Graphical “more like this” Query Building
I promised in an earlier blog post to talk about how to create queries over OWL in RDF. So here it is.
As Ivan alluded in his comment, there are some syntax issues with talking about OWL restrictions in RDF. What is he referring to? Well, let's take the same example in the last blog post, a datatype restriction about things with age>=21. We could write this in Manchester Syntax as
hasAge only xsd:integer [>=21]
But the OWL/RDF rendition of this is where the 'arcane' syntax comes in.
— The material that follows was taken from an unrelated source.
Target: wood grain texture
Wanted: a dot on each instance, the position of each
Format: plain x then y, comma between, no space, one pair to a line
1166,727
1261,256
We can see it just by looking at the source code in turtle, where it looks like this:
[] a owl:Restriction ;
owl:allValuesFrom
[ a rdfs:Datatype ;
owl:onDatatype xsd:integer ;
owl:withRestrictions
([ xsd:minInclusive 21])
] ;
owl:onProperty :hasAge .
In the last blog entry, we saw a rule that would match this sort of definition, so that we could classify persons of appropriate ages as Adults. That rule looked like this:
CONSTRUCT {
?x a ?restriction .
}
WHERE {
?datatype owl:onDatatype xsd:integer .
?datatype owl:withRestrictions ?var .
?datatype a rdfs:Datatype .
?restriction owl:allValuesFrom ?datatype .
?restriction a owl:Restriction .
?restriction owl:onProperty ?datatypeproperty .
?var rdf:first ?var1 .
?var1 xsd:minInclusive ?mval .
?x ?datatypeproperty ?val .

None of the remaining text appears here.